Merlin landed in O’Hare in the early afternoon. He booked a room at the Intercontinental, took a quick nap, then went out in the afternoon sunshine for a walk to get his bearings and maybe a snack. He stood on the Navy Pier and looked out at Lake Michigan.
“If I was a royal dumbass, where would I be?” he asked the lake pensively.
The lake said nothing in response. In the hot August day, it looked cool and inviting… if he didn’t know about the pollution. And if he wasn’t trying to find his best friend before the idiot got himself killed again.
Merlin sighed and folded his arms. He had no idea where to start. The lake was huge. But perhaps Arthur would appear in a crowd? He turned to look at Chicago. Here was a good place to get lost in crowds. He raked his gaze through the throng at Navy Pier. A familiar gait arrested his attention.
It wasn't Arthur, though. He saw two strikingly handsome young men holding hands as they strode through Navy Pier. He pondered why they'd attracted his notice, why he'd seen them from the corner of his eye and his mind had exclaimed, King! They did not look like Arthur, though they were tall and well built. One was dark, and while the other was fair he was not blond.

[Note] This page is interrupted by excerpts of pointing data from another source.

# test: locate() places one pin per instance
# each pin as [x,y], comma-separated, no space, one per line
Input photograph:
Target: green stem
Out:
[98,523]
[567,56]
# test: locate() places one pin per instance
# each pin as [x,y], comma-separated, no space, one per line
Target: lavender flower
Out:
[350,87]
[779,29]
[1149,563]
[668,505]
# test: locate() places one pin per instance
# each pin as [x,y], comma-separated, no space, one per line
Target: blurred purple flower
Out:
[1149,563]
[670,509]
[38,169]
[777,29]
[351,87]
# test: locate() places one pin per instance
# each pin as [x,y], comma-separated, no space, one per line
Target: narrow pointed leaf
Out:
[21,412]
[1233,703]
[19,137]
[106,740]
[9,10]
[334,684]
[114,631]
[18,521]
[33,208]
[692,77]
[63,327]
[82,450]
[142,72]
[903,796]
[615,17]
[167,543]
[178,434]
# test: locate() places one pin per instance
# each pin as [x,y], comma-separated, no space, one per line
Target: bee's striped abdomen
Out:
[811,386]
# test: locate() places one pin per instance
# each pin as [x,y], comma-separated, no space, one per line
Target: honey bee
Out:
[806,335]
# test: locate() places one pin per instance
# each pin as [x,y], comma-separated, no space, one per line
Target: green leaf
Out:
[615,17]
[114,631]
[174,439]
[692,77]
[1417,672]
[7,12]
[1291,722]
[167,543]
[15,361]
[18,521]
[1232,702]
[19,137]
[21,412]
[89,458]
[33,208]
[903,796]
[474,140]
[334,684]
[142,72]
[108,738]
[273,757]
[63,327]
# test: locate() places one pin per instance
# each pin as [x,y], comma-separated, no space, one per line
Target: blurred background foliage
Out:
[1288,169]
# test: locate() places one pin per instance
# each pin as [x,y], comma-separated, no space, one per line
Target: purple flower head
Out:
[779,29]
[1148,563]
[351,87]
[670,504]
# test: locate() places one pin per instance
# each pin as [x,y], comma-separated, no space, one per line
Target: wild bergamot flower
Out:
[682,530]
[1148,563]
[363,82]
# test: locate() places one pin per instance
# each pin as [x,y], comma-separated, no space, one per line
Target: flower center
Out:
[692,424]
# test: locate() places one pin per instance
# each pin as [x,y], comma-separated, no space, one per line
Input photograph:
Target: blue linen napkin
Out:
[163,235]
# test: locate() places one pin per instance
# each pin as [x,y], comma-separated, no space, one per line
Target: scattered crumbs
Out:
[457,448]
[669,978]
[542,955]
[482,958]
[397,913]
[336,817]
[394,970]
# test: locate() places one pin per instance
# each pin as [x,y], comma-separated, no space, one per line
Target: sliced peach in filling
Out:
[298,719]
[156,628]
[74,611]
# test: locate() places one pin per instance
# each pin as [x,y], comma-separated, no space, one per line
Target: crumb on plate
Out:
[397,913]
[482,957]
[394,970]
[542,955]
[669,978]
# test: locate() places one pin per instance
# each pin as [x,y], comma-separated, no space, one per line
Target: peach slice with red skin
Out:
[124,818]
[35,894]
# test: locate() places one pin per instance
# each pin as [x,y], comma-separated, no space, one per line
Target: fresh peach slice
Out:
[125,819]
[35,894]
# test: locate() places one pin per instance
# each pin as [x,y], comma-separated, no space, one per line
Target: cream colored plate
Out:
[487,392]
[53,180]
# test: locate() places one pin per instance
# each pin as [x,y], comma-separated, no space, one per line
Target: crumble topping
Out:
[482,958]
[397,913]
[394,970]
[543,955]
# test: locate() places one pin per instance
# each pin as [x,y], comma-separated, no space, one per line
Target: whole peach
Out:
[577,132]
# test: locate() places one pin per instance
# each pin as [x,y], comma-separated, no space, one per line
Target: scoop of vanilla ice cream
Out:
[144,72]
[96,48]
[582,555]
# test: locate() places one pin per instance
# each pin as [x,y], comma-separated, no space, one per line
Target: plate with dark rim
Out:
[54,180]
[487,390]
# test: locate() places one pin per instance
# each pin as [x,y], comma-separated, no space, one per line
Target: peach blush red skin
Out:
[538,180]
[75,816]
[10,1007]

But then Merlin realized they walked like a young Arthur: heads held just so, gaze unwavering, and strength in every step.
He walked along the lake, headed for Millennium Park. Last time he’d been in Chicago had been for the World Fair. He’d liked the Fair and the city back then. He didn’t like it much now in some ways. And the last minute transatlantic flight didn’t help with his new impression of the city.
He was disgruntled. It felt like he’d missed some vital part of a favorite nephew’s growth. Here it was, tall and broad shouldered and boisterous. All without him. At least he’d seen London’s growth himself.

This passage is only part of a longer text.